Der Leiter des WM-Organisationskomitees, Franz Beckenbauer, hat eine grundlegende Reform des Fußballs gefordert. Deutschlands Fußball-Lichtgestalt haderte besonders mit dem "Handaufhalten" bei Spielertransfers.

Franz Beckenbauer hat eine Fußball-Generalreform gefordert. "Der Fußball braucht eine generelle Reinigung. Man sollte über die Grenze des Geldverdienens reden", sagte der 60-Jährige in einem Gespräch mit dem "Tagesspiegel" (Donnerstag-Ausgabe). Nach der Weltmeisterschaft in Deutschland müsse das Thema angegangen werden, forderte der Präsident des deutschen WM-Organisationskomitees.
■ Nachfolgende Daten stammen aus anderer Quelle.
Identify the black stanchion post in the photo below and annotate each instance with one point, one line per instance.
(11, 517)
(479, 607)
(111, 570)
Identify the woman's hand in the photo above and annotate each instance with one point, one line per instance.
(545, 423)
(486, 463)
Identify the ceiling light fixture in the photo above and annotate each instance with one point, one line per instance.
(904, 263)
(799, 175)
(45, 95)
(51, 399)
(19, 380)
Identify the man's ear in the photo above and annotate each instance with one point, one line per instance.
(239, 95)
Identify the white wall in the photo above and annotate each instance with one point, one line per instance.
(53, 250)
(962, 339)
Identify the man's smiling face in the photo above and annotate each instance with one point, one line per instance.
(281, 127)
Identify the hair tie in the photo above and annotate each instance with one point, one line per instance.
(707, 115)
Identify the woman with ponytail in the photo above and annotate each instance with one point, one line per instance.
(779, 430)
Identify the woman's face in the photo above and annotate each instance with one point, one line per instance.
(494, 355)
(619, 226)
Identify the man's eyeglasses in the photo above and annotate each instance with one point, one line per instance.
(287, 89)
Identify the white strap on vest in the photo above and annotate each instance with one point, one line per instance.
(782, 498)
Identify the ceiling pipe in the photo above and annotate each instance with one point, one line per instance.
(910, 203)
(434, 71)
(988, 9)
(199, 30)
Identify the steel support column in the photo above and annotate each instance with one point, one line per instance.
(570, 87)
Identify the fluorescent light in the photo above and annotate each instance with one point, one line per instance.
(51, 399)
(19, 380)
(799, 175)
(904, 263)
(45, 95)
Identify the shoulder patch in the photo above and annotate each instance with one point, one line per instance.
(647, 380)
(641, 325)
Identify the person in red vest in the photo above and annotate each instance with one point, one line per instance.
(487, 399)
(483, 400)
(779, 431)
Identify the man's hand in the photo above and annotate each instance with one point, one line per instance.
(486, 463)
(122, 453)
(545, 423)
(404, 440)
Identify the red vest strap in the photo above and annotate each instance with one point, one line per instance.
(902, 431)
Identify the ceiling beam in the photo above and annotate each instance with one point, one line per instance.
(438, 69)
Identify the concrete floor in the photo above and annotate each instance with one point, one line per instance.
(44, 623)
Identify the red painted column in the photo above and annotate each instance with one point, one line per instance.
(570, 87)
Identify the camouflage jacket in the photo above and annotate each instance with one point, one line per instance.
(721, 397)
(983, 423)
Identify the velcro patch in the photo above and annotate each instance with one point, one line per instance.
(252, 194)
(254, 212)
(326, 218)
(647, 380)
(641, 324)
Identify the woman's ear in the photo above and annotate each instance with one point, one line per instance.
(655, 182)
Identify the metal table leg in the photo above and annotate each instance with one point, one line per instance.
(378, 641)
"Wenn man heute die Spielervermittler sieht, die die Spieler hin- und herschieben, wenn man merkt, dass jeder die Hand aufhält, dann macht mich das traurig", sagte der "Kaiser": "Einige Manager und Trainer verdienen an Transfers, sogar Präsidenten und Politiker, alle sind verwickelt. Dazu kommen die Wettgeschichten."

Beckenbauer weist Kritik der Fifa zurück

Beckenbauer wies unterdessen Kritik des Weltverbandes Fifa am deutschen Ticketverkauf zurück. "Wir haben uns mit der Fifa zusammen zu diesem System entschlossen, deswegen ist jede Kritik aus Zürich völlig unberechtigt", sagte der Präsident von Bayern München.

Beckenbauer forderte von der Fifa eine bessere Kommunikation: "Man muss mehr miteinander reden. Die Fifa ist der Veranstalter, wir sind der Ausrichter. Aber letztlich sind wir doch Partner." In einzelnen Projekten gehe es seitens der Fifa ziemlich harsch zu. "Sepp Blatter ist ein Mann der Kommunikation und ein sehr charmanter Gastgeber. Aber die Leute, die für ihn arbeiten, haben manchmal einen unguten Ton drauf: Wir sind die Fifa, wir bestimmen!"